Reggio Calabria, la Polizia rafforza i controlli: 70 misure di prevenzione in due mesi
Daspo, ammonimenti, avvisi orali e proposte di sorveglianza speciale nel bilancio dell’attività di luglio e agosto

Settanta misure di prevenzione personale sono state adottate dalla Questura di Reggio Calabria nel corso del bimestre luglio-agosto, nell’ambito dell’attività della Divisione Polizia Anticrimine. Il bilancio, diffuso questa mattina, 8 settembre, riguarda diversi strumenti utilizzati per contrastare situazioni considerate a rischio per la sicurezza e la pacifica convivenza nella provincia reggina.
Dai Daspo agli ammonimenti
Tra i provvedimenti figurano dieci Daspo: sette collegati a condotte tenute durante competizioni sportive disputate in città e provincia e tre Daspo cosiddetti “fuori contesto”, con durata quinquennale, nei confronti di persone che frequentano gli stadi e che, secondo gli elementi raccolti, avrebbero manifestato situazioni di pericolosità sociale anche al di fuori dell’ambito sportivo.
L’attività di prevenzione ha riguardato anche altri fenomeni. Nel bilancio della Questura rientrano infatti provvedimenti collegati a stalking e violenza domestica, oltre ad avvisi orali e fogli di via.

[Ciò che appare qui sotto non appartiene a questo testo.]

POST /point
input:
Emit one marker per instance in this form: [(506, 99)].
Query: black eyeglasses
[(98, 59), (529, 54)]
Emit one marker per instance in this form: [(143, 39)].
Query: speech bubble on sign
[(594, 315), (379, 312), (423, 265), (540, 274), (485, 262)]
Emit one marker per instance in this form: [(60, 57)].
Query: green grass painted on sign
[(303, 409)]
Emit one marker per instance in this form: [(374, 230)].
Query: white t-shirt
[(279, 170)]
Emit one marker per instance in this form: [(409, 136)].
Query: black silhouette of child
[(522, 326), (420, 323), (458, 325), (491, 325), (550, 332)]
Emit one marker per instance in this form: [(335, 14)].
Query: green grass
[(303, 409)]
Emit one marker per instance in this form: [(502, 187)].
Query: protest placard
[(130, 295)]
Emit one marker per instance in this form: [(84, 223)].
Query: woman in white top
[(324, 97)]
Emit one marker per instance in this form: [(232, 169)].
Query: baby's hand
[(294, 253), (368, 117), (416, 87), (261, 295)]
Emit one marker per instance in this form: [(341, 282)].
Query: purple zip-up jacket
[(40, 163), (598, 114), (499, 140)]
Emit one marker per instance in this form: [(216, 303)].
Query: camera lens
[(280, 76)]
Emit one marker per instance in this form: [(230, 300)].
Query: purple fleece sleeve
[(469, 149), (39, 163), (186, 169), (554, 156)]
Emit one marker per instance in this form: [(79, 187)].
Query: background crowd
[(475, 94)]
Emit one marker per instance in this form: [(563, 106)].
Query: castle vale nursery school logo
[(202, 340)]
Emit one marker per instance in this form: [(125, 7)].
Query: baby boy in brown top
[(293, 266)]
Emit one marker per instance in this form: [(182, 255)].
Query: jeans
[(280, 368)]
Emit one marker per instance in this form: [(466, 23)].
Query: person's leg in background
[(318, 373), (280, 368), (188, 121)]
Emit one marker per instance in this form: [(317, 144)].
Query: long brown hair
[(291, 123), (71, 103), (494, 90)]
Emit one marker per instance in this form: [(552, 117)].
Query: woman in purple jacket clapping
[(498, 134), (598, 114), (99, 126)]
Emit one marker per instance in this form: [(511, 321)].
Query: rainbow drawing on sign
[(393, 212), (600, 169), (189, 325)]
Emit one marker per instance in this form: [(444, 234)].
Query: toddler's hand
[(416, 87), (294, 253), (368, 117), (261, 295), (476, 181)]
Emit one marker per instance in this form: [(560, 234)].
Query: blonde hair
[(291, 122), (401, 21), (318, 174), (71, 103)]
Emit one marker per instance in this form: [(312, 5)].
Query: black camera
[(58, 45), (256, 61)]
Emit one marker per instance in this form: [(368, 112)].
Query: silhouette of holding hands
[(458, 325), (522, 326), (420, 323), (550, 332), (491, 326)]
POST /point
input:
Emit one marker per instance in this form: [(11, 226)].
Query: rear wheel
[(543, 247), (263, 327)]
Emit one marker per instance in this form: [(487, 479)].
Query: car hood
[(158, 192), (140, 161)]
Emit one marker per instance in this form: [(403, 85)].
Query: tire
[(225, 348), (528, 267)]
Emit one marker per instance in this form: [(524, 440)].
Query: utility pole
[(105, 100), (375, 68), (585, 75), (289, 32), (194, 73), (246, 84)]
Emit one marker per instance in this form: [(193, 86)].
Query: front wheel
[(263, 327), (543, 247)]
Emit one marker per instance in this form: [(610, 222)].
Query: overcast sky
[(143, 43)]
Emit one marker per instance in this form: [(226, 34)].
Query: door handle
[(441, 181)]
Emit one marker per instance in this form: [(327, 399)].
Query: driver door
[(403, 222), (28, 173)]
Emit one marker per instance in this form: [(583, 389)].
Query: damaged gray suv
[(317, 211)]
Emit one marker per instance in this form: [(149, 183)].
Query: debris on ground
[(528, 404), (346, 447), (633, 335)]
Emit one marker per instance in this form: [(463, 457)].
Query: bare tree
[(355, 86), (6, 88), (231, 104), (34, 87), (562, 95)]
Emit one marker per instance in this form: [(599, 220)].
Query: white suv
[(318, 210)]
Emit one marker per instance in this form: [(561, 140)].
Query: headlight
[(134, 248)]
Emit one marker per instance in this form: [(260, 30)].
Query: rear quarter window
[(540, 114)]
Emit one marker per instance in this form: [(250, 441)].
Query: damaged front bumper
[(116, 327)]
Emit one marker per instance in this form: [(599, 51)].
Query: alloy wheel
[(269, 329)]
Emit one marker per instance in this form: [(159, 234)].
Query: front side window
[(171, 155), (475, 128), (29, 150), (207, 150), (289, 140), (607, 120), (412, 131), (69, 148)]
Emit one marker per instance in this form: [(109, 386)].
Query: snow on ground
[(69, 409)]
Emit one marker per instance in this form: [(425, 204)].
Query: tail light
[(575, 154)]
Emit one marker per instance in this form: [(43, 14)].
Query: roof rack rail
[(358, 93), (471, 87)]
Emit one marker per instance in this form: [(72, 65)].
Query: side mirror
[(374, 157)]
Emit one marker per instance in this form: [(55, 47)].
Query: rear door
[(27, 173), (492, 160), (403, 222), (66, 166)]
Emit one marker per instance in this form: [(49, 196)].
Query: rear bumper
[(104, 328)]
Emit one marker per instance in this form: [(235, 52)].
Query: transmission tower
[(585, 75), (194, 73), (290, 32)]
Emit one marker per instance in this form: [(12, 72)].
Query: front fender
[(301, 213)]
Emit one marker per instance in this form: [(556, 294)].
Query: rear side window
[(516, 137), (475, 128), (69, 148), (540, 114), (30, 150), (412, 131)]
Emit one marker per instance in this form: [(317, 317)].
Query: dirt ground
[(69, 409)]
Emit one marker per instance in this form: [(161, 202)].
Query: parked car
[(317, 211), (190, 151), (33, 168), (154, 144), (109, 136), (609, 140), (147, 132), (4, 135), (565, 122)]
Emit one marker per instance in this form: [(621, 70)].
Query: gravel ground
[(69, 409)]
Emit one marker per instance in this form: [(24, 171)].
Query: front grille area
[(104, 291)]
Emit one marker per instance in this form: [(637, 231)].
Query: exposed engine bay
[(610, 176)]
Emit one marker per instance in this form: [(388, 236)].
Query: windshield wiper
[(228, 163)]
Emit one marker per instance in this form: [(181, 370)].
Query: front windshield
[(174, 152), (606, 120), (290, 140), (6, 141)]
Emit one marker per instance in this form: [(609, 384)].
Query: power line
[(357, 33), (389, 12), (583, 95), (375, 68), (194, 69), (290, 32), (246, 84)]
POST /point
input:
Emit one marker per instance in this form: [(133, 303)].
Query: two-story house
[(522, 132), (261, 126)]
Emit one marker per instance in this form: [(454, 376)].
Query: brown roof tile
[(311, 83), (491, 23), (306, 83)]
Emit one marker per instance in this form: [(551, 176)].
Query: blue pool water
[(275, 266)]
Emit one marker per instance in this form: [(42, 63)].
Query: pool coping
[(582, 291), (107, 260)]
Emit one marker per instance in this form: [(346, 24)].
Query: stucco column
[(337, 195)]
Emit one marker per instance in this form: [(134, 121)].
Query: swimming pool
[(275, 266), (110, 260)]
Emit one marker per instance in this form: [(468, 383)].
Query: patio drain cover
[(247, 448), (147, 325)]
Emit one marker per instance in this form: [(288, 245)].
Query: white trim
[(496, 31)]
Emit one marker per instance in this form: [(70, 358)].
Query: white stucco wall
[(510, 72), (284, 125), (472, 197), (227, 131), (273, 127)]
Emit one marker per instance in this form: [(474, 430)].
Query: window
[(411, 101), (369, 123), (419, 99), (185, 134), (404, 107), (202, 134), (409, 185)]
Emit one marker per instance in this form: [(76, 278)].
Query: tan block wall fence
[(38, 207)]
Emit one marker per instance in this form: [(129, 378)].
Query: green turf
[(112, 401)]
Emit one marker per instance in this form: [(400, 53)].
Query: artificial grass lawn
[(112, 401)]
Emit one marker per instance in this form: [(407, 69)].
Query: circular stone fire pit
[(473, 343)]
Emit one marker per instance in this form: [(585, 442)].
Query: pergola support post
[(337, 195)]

L’attività della Divisione Anticrimine
Il lavoro svolto nei due mesi ha portato inoltre alla presentazione di nove proposte di sorveglianza speciale al Tribunale. La misura di prevenzione viene valutata dall’autorità giudiziaria sulla base degli elementi raccolti nel corso dell’istruttoria.
L’obiettivo dichiarato dalla Questura è utilizzare strumenti diversi in relazione alle singole situazioni, intervenendo preventivamente nei confronti di comportamenti ritenuti potenzialmente pericolosi.
Il bilancio rappresenta quindi non soltanto un dato numerico sull’attività estiva, ma anche una fotografia dell’azione preventiva condotta sul territorio reggino nei mesi caratterizzati da maggiore presenza di persone nelle aree urbane, negli spazi della movida e durante gli eventi sportivi.
I provvedimenti adottati non equivalgono, di per sé, a una condanna penale e vanno distinti dalle eventuali responsabilità accertate in sede giudiziaria.